The Minister for Tourism, Sport and Recreation appealed to the nurses to call off their strike scheduled for next week.
"It is because I know from personal knowledge and experience the kind of people they are, and the well-merited esteem in which they are held, that I, too, ask them this evening to hold back from the misguided strike action now threatened," said Dr McDaid, who is a medical doctor.
He asked nurses to note very carefully that the Government was not asking them to forgo or abandon any claim they had to improve their situation. Instead, it was inviting them to pursue their case in the context of forthcoming discussions between the Government and the social partners on a new national programme to succeed Partnership 2000. The Minister was speaking during the resumed debate on the Fine Gael private members' motion seeking talks between the two sides and calling for a cooling-off period to find a solution to the impasse before strike action.
Mr Charles Flanagan (FG, Laois-Offaly) described the Government's attitude to the nurses as "uncaring and insensitive". He added that history would "record the supreme irony of public affairs in the State in the autumn of 1999, as news breaks daily of scandal after scandal, of Charvet shirts, of Ansbacher and cattle debts, in the middle of an unprecedented economic boom, our nursing profession is forced to take to the streets and go on strike for a grievance which is well recognised as being well founded."
For the Government to accuse the nurses of endangering lives had added fuel to an already well-lit fire. "The Government does not appreciate the sense of grievance on the part of the nurses."
The Labour leader, Mr Ruairi Quinn, claimed that in some Government circles there seemed to be a determination to make an example of nurses, in a not dissimilar fashion to the manner in which Thatcher's government took on the miners in the early 1980s. "To be fair, this is not a category I would put the Taoiseach in, but I don't think it is an unfair description of Minister McCreevy's contribution to the process so far."
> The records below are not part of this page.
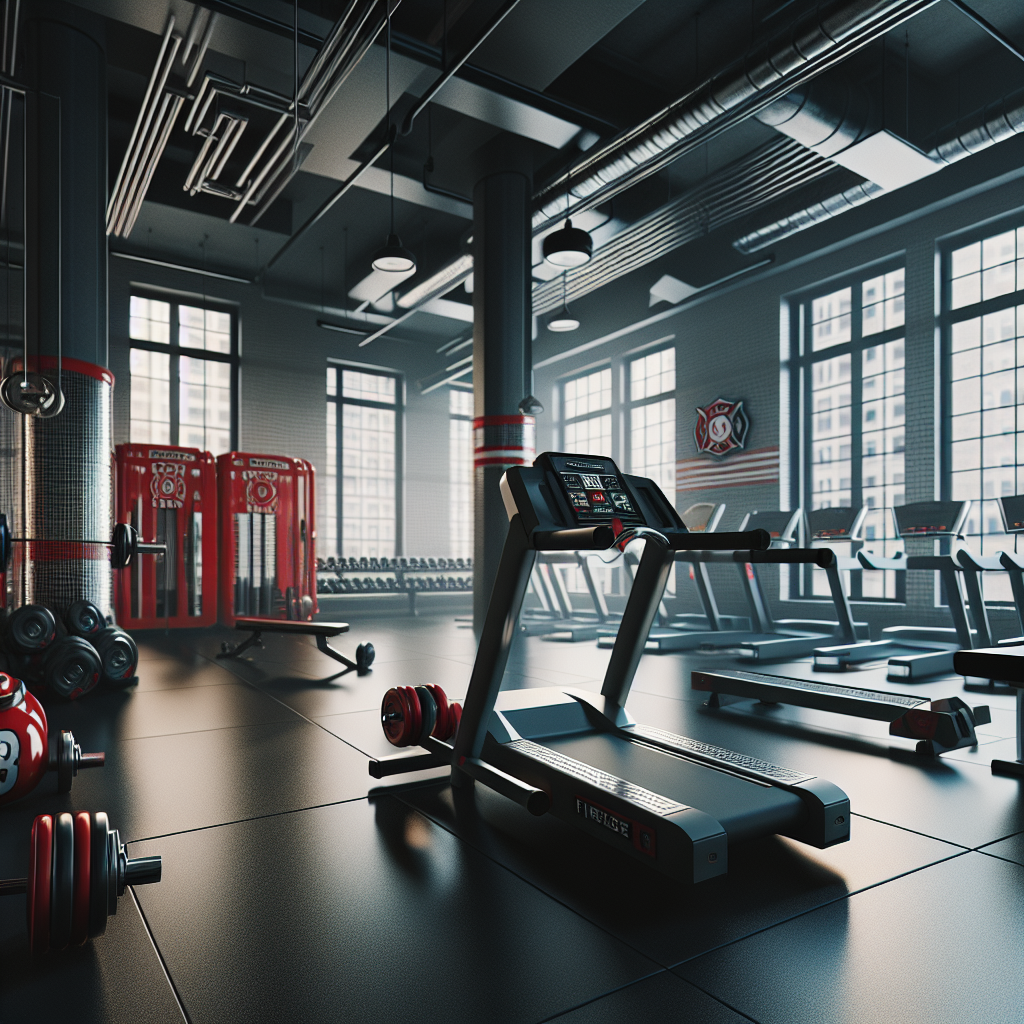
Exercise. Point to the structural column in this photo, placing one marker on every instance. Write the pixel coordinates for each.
(67, 486)
(502, 325)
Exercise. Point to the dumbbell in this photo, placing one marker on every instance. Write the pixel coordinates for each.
(26, 753)
(78, 869)
(118, 654)
(124, 544)
(410, 714)
(84, 620)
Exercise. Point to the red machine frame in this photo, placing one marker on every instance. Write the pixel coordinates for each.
(169, 495)
(266, 504)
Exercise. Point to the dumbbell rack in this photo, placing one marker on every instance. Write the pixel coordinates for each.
(390, 577)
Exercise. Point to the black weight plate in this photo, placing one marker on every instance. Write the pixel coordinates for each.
(118, 655)
(428, 709)
(71, 668)
(31, 629)
(124, 546)
(98, 875)
(83, 619)
(62, 882)
(66, 761)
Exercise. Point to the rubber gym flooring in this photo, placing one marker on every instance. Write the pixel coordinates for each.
(297, 888)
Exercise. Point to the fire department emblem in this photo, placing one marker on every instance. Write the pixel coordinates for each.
(261, 493)
(168, 485)
(721, 427)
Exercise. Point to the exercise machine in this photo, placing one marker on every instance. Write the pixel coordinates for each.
(666, 800)
(937, 725)
(914, 652)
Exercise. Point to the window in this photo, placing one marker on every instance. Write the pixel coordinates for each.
(183, 375)
(983, 333)
(652, 418)
(848, 345)
(365, 461)
(587, 414)
(461, 472)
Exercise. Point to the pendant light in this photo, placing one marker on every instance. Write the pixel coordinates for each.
(568, 247)
(392, 257)
(562, 320)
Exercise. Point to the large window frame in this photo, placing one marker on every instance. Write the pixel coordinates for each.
(338, 399)
(175, 351)
(804, 582)
(984, 527)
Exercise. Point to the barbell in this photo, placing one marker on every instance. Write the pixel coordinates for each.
(124, 544)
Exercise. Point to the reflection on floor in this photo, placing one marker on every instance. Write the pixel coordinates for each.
(297, 888)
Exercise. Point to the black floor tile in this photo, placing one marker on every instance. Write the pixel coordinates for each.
(883, 777)
(162, 784)
(769, 880)
(944, 944)
(115, 978)
(1008, 849)
(663, 997)
(366, 911)
(105, 719)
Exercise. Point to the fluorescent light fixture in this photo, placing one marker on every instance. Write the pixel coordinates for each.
(377, 284)
(888, 161)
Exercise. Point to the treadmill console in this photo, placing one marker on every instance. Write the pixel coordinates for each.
(931, 518)
(594, 488)
(841, 523)
(1012, 510)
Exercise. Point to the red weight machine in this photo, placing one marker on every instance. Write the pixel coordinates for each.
(169, 495)
(267, 537)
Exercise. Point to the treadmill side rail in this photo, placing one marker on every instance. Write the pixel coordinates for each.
(680, 841)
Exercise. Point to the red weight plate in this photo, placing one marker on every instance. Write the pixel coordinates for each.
(415, 715)
(440, 726)
(40, 869)
(83, 857)
(394, 728)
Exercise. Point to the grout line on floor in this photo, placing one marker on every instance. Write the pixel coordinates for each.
(561, 1013)
(160, 957)
(241, 821)
(814, 909)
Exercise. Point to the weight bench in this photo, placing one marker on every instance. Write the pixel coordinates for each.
(365, 653)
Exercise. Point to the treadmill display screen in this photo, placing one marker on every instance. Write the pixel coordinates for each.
(1013, 513)
(595, 489)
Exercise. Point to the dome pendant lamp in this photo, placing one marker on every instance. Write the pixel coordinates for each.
(568, 247)
(392, 257)
(562, 320)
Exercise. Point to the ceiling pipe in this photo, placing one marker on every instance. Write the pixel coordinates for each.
(795, 55)
(993, 124)
(801, 51)
(449, 73)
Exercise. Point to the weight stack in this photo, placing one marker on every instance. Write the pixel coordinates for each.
(69, 495)
(11, 475)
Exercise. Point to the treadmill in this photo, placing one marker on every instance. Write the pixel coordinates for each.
(914, 652)
(665, 800)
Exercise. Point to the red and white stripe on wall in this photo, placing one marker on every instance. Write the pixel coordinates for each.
(504, 440)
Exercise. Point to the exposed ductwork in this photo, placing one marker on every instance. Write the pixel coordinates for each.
(809, 45)
(764, 175)
(994, 123)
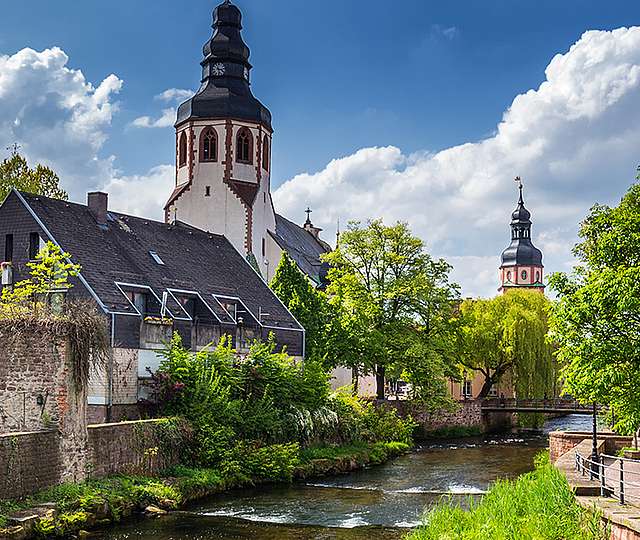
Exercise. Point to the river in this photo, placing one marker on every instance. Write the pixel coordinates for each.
(378, 503)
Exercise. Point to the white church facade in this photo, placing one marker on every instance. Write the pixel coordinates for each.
(223, 161)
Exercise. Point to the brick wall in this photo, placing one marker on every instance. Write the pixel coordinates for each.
(29, 462)
(33, 392)
(467, 414)
(140, 447)
(560, 442)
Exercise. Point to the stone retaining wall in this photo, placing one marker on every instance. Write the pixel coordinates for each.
(468, 414)
(139, 447)
(561, 442)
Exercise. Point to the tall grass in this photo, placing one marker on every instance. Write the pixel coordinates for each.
(536, 506)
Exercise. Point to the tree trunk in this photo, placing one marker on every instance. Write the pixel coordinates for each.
(380, 373)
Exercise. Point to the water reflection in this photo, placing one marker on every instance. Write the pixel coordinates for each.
(381, 502)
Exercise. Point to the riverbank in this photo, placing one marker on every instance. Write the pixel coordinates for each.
(70, 509)
(539, 505)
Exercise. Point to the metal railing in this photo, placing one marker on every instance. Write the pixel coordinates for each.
(612, 475)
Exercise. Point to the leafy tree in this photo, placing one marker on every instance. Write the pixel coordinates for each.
(390, 289)
(507, 336)
(16, 173)
(308, 305)
(50, 272)
(597, 318)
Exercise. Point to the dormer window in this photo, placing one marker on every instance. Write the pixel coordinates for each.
(35, 243)
(8, 248)
(182, 150)
(244, 143)
(209, 145)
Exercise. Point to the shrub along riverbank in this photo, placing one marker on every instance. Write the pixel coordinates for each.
(263, 418)
(67, 509)
(536, 506)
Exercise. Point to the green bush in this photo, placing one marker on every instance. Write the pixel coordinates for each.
(266, 397)
(536, 506)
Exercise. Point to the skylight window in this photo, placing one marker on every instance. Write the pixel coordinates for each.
(156, 258)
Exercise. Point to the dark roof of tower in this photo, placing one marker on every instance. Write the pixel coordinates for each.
(521, 251)
(303, 248)
(226, 95)
(120, 252)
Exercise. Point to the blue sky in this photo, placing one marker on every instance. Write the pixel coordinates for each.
(338, 75)
(408, 110)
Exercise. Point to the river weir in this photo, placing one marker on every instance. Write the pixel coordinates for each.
(381, 502)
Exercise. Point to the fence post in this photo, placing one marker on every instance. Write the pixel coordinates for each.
(621, 481)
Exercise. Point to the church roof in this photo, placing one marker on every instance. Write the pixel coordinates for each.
(303, 248)
(225, 91)
(521, 251)
(121, 252)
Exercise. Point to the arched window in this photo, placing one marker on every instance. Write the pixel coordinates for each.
(265, 153)
(209, 145)
(182, 150)
(244, 144)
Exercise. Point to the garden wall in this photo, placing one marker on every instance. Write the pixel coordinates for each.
(468, 414)
(139, 447)
(560, 442)
(29, 462)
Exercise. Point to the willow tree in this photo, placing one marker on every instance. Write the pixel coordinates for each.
(506, 336)
(597, 318)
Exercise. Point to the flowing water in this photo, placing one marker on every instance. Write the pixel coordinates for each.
(378, 503)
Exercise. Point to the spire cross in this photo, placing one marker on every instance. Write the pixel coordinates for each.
(519, 182)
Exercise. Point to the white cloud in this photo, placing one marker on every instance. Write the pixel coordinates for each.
(168, 116)
(56, 116)
(574, 140)
(174, 94)
(167, 119)
(447, 32)
(142, 195)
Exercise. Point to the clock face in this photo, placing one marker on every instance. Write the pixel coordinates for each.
(217, 70)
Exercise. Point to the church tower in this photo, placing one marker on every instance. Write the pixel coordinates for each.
(521, 262)
(223, 147)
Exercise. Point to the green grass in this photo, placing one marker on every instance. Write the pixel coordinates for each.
(112, 498)
(536, 506)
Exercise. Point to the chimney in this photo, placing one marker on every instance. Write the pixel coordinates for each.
(97, 203)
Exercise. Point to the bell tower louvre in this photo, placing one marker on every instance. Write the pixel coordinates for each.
(223, 146)
(521, 262)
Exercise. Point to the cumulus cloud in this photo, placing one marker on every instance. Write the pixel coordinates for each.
(142, 195)
(168, 115)
(56, 116)
(574, 140)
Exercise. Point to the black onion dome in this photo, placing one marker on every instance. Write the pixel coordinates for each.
(521, 251)
(225, 91)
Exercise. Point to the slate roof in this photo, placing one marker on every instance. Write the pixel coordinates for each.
(193, 259)
(303, 248)
(227, 94)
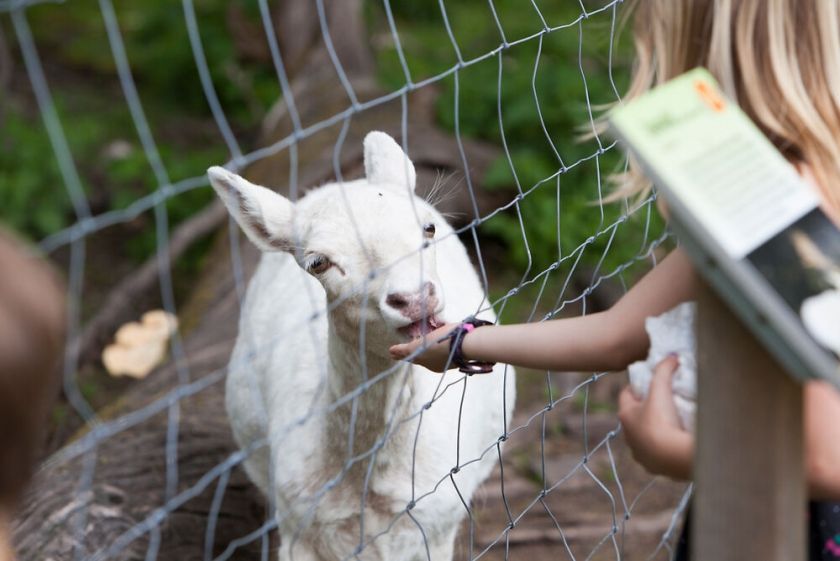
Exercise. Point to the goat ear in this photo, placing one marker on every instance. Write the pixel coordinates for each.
(265, 216)
(386, 163)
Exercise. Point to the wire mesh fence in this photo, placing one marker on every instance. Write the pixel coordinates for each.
(560, 481)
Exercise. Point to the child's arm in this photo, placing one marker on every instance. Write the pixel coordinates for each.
(604, 341)
(822, 440)
(653, 433)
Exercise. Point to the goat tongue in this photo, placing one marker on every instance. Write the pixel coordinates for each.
(421, 327)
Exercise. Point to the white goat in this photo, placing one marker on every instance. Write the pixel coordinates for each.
(347, 271)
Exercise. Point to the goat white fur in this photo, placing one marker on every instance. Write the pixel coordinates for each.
(347, 271)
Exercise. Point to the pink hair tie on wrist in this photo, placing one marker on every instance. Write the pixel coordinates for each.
(456, 356)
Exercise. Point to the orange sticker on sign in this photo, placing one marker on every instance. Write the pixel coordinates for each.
(709, 95)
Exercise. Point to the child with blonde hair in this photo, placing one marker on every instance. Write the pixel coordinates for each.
(780, 60)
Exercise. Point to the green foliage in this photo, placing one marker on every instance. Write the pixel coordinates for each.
(95, 117)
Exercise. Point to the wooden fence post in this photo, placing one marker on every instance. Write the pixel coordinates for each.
(750, 494)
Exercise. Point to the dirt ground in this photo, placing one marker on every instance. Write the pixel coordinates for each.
(585, 501)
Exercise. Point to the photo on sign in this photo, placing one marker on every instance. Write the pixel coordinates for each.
(802, 263)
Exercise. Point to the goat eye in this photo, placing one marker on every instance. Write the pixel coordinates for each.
(318, 264)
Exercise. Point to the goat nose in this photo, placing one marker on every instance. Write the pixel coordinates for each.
(397, 300)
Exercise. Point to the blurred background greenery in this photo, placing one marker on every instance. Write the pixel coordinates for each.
(573, 77)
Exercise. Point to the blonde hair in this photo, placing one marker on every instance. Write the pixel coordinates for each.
(779, 59)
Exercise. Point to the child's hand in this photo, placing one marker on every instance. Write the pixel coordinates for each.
(436, 355)
(652, 427)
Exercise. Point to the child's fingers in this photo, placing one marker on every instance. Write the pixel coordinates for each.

Mr Michael Ring (FG, Mayo) said that nurses were not trained to go on strike but to nurse. "That is what they want to do. The Taoiseach should practise what he preaches to the people in the North and sit down with the nurses and prevent the strike."
A Government amendment to the motion, calling on the nursing unions to call off the threatened strike, and pursue their case in the context of forthcoming discussions between the Government and the social partners, was carried by 73 votes to 66.